How AI agents are evolving from following instructions to figuring it out

Your dream is to delegate most of this launch strategy to a colleague, but it can’t just be any old assistant. It has to be someone who won’t merely follow instructions but proactively figure out what needs to be done, create a plan, and deliver comprehensive results as good (or better) than you could on your own.

You already have access to that colleague, but it’s not a person on your team. It’s not a human, in fact.

In a recent AI Explainer Series podcast conversation, Box CTO Ben Kus and Senior Product Marketing Manager for AI, Meena Ganesh, discussed the major transformation happening around AI agents. They’re evolving from simple question-answerers to autonomous problem-solvers that can tackle complex, multi-step challenges without explicit instructions.

AI agents are evolving from simple question-answerers to autonomous problem-solvers that can tackle complex, multi-step challenges without explicit instructions.

Box CTO, Ben Kus

“I don’t think people realize that there’s actually a fundamental shift going on in the way AI agents work,” Ben says. He’s right — and this shift will redefine how knowledge workers approach their daily tasks.

Key takeaways:

AI agents are evolving from simple instruction-followers to autonomous problem-solvers that can create their own plans and deliver complex results without step-by-step guidance
The shift from AI tools to AI colleagues means knowledge workers will transition from doing tasks themselves to managing multiple AI agents working in parallel, similar to how they would manage human teams
Today’s AI models can now “think” — creating plans, iterating on approaches, checking their work, and adjusting strategies much like experienced professionals would

Three waves of AI assistance in a few short years

To understand where we’re heading with enterprise AI, let’s quickly trace the evolution.

Wave 1: Retrieval engines
Remember your first ChatGPT experience? You asked a direct question — ”summarize this podcast episode” or “find a good quote from Meena in this transcript” — and got an answer in seconds. These systems excelled at on-demand information retrieval: fast, focused, and transformative (for their moment).

Wave 2: Workflow executors

Next came agents that could follow structured processes. Provide them with templates, source materials, and clear steps, and they'd execute reliably. For instance, these agents can analyze multiple podcast episodes to extract three key points, then format the response according to specified guidelines.
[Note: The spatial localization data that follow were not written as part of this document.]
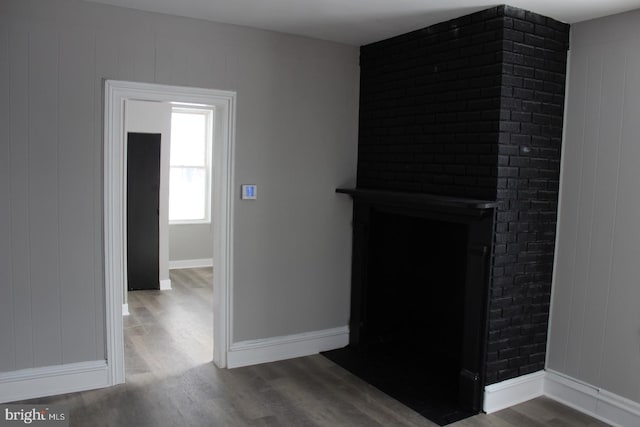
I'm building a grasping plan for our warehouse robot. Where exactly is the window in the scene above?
[169,107,213,224]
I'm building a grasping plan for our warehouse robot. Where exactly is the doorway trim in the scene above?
[104,80,236,385]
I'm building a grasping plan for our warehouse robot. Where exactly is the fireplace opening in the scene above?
[324,190,493,425]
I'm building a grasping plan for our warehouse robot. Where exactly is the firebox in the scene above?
[326,189,496,424]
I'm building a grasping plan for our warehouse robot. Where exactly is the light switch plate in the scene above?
[242,184,258,200]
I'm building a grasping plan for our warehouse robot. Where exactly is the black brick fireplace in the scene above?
[328,6,569,423]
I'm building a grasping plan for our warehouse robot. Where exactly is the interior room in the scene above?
[0,0,640,426]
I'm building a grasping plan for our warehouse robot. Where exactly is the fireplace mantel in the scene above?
[336,188,498,216]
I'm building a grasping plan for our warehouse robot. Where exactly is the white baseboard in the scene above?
[482,371,545,414]
[227,326,349,368]
[0,360,110,403]
[169,258,213,270]
[545,370,640,427]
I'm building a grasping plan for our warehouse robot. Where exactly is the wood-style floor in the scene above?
[20,269,606,427]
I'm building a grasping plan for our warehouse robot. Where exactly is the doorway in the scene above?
[104,80,236,385]
[127,132,161,291]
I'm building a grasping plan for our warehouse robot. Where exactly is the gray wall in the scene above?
[0,0,358,371]
[169,223,213,261]
[547,11,640,402]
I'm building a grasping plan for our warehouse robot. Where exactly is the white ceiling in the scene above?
[87,0,640,46]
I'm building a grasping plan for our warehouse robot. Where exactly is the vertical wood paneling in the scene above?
[601,52,640,401]
[566,53,602,376]
[28,25,62,366]
[577,51,625,384]
[9,26,34,369]
[58,26,99,363]
[547,51,588,370]
[547,23,640,402]
[0,18,16,372]
[0,0,357,370]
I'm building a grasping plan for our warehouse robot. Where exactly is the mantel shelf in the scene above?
[336,188,498,211]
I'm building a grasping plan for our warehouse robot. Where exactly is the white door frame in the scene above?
[104,80,236,385]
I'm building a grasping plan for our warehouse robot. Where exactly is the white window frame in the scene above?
[169,105,215,225]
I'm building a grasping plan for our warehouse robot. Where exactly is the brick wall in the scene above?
[486,7,569,383]
[357,6,569,384]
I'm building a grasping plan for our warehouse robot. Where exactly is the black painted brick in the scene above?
[357,6,569,384]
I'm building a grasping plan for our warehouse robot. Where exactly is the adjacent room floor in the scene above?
[13,269,606,427]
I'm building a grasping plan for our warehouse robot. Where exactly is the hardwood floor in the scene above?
[18,269,606,427]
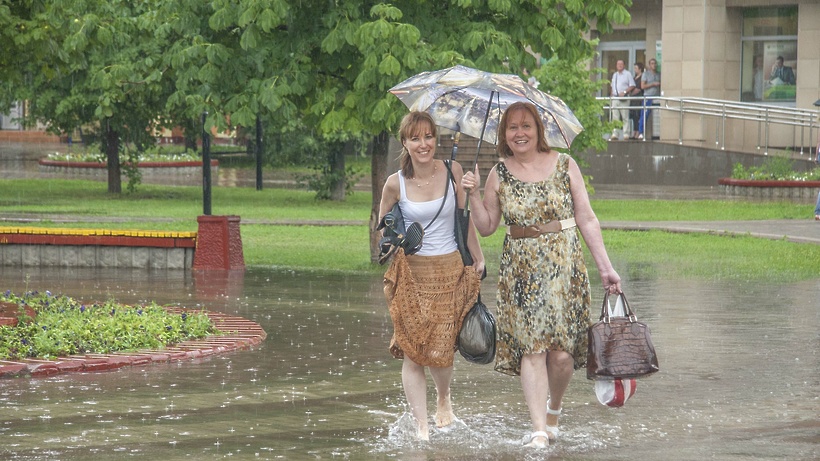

They're procedural experts — highly capable within defined boundaries.

Wave 3: Strategic reasoners
This is where deep agents emerge. Consider this request: "Create a new episode outline for this podcast series based on everything we've done and our goals going forward." No template. No step-by-step playbook. Just a strategic objective. These systems reason backward from outcomes, synthesize context across multiple sources, and make judgment calls about priorities and approach — much like a strategic partner would."

AI makes lists, just like a human would do

For contrast, Meena described how she would tackle this task as a human: “I would first look at all of the past episodes. I would then look at topics that did well and opportunities where we had additional things to talk about. And I would look at analysis and statistics, and start by coming up with additional feature topics.”

Without being given an explicit set of instructions, it figures out what to do to get to the outcome it’s being asked for.

Box CTO, Ben Kus

In other words, Meena’s instinct was to first create a to-do list for the project in order to define the process up front. And that’s exactly what an AI agent does. Without being given an explicit set of instructions, it figures out what to do to get to the outcome it’s being asked for.

Ben says, “One of the biggest differences with agents now is that they're getting very good at making to-do lists, making plans, thinking about it, iterating on it, and giving you something you want. This is a big evolution.”

From retrieval engine to strategic reasoner

This evolution represents more than just incremental improvement in generative AI capability. As Ben explains of the latest wave of AI agents, “Although they take longer [than basic genAI apps and agents], they’re relatively quick, and they do very complex work.”

The implications are profound when you consider Meena’s revelation about her daily reality: “There is only so much time in a given day. And the deadlines associated with these different tasks, they’re often non-negotiable.”

With autonomous agents, the calculus changes. Knowledge workers won’t just use AI tools; they’ll manage AI teams.While one agent develops your launch strategy, another drafts enablement materials, and a third analyzes competitor positioning. As a human, you can then shift from doing the work to orchestrating it.

3 safeguards every enterprise needs to prevent AI agent misalignment

Context rot, the silent threat to AI accuracy

The art of managing AI agents

In certain ways, managing AI agents mirrors managing human teams. When Ben asks how Meena would handle an agent that doesn’t deliver perfect results, her answer is telling: “Whatever they come to me with, I’d probably review it. I might give them some pointers — ‘Hey, this part was great, but can can you change this?’”

Using agentic AI is not about perfection on the first try. It’s about iteration, feedback, and guidance — skills every manager already possesses. As Ben noted, “Just like with people, sometimes you realize that you gave bad instructions.”

Using agentic AI is not about perfection on the first try. It’s about iteration, feedback, and guidance — skills every manager already possesses.

Box CTO, Ben Kus

The most successful users of these new agents are already adopting this iterative, collaborative mindset when working with AI agents. For instance, in software development, programmers are asking AI agents to build entire programs or refactor existing applications without having to provide detailed step-by-step instructions.

Instead of telling the agent exactly where to go and what to change, developers simply describe the desired outcome and let the agent figure out the implementation. The agent takes full ownership of the task, devising its own plan, writing code, testing it, debugging when it fails, and iterating until it works.

The outcome isn’t instant. It might take minutes or even hours. But developers are becoming managers of multiple AI agents, reviewing their output and providing guidance while the agents handle the complex execution work in parallel.

Why now? The technical leap forward

As Meena asks, “We’ve always talked about AI in the context of being so smart it can do all of these things. So why didn’t they work very well?”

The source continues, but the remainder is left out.